Author: Neil Gaiman
Publisher: HarperCollins
Year: 2008
# Pages: 307
Category: Award winner
Genre: Supernatural
Awards & Honors:
2008 Cybils Award
2009 Newbery Medal
Carnegie Medal in 2010
2009 Hugo Award for Best Novel
Locus Award for Best Young Adult Novel
The Hugo Awards are given on an annual basis by the World Science Fiction Society for the best fantasy or science fiction works of the previous year. Named after Hugo Gernsback, the founder of the science fiction magazine, Amazing Stories, the Hugo Award is one of the most prestigious awards given in the genres of science fiction and fantasy. The awards were first given in 1953 at the 11th World Science Fiction Convention (Worldcon) and are awarded as the central focus of that annual event. Eligible works include any works that were published in English the previous year and are nominated by supporting or attending members of the WorldCon. Nominations are made from January through March and voting to narrow the list to 5 works in each category is completed over the next few months leading up to the convention, which is usually held in September, in a different city around the world each year. There are no written rules regarding specific criteria for the works, so the decision regarding eligibility as sci-fi or fantasy is left up to the voters. Categories for which the Awards are given have changed over time and currently include more than a dozen categories, including works that are written or dramatic.
Out of all the awards won by Neil Gaiman’s, The Graveyard Book, I chose to spotlight the Hugo Award for two main reasons.

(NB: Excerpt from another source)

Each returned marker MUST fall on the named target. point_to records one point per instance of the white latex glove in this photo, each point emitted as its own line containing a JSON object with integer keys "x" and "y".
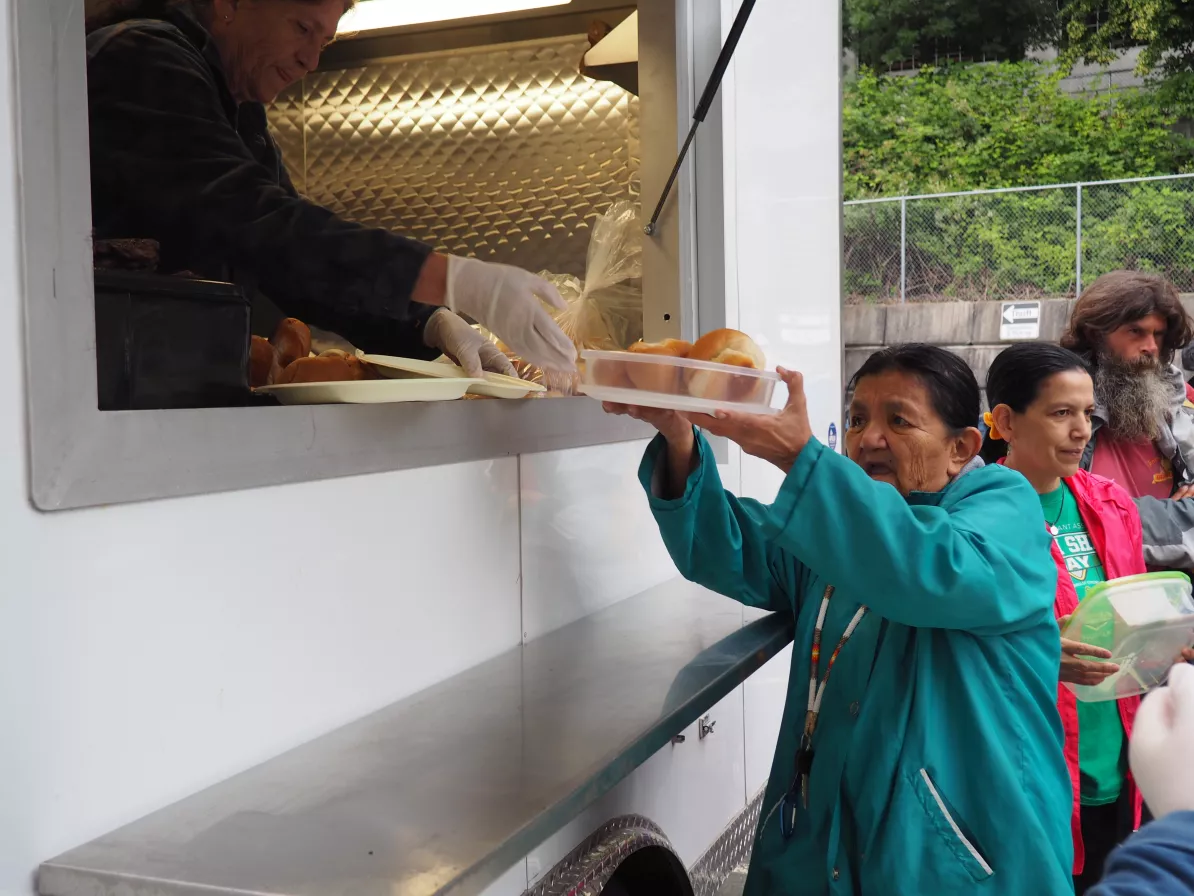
{"x": 506, "y": 301}
{"x": 460, "y": 342}
{"x": 1162, "y": 741}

First, since it won a Newbery Medal in 2009, which is an award for children’s literature, I thought it would be appropriate to spotlight the Hugo because that award was for the Best Novel, with no age category indicated. Young Adult novels can surely straddle this fence between what is considered literature for “children” and for adults. Also, what a wonderful way to receive an award—at a worldwide convention of sci-fi and fantasy enthusiasts and get a cool trophy!!! I’m not sure what all the other literary awards give out besides the attention, a seal, and higher book sales, but a convention and a trophy seem like pretty cool prizes to me.
My Summary & Critique:
Its first sentence draws the reader in . . . “There was a hand in the darkness, and it held a knife.” The Graveyard Book begins with a gruesome event, the murder of a family, but one small toddler survives, escaping to a nearby graveyard before the mysterious murderer, named “Jack” can find him. There, in the graveyard, he finds safety, friends, a family of ghosts, and a mysterious caretaker who adopt him and agree to care for him and protect him from Jack, who continues to search for him beyond the graveyard boundaries. Naming him “Nobody,” the graveyard inhabitants teach him in wordly and otherwordly ways, preparing him as best they can for the eventual confrontations he must make in the outside world and with his enemies.
I knew, before opening its pages, that this book began with a murder, because I had read a few reviews before deciding that I wanted to read this book. As a parent, I was skeptical about how the author was going to treat a subject so gruesome. Let me just say that I was surprised at the artful use of words, chosen carefully for effect, creating the sense of an event without pulling in all the dramatic emotion of it. The murder sets the stage for the story, but it is not the driving force of it. The reader is quickly drawn in to the life of “Nobody Owens” or “Bod” as he comes to be known. There is mystery and adventure in the graveyard that intrigues the reader. There is the outside world, full of intrigue and danger for Bod, and the reader follows along, interested in what Bod will encounter. I think older children, young adults, and adults are drawn to this story because it has appeal on many levels. It is certainly a fantasy world, populated by ghosts and mysterious creatures, that is intriguing and interesting because it is like and yet unlike our own world. The reader cheers for the innocent Bod, hoping he will find his proper place in the world. Young adults will be impressed by the macabre black, white, and gray artwork placed occasionally throughout the book, giving it a graphic novel feel and making readers of Gaiman’s original genre feel at home. My only criticism of the story is that it leaves a few questions in my mind, a few loose ends that I wish were tied up neatly.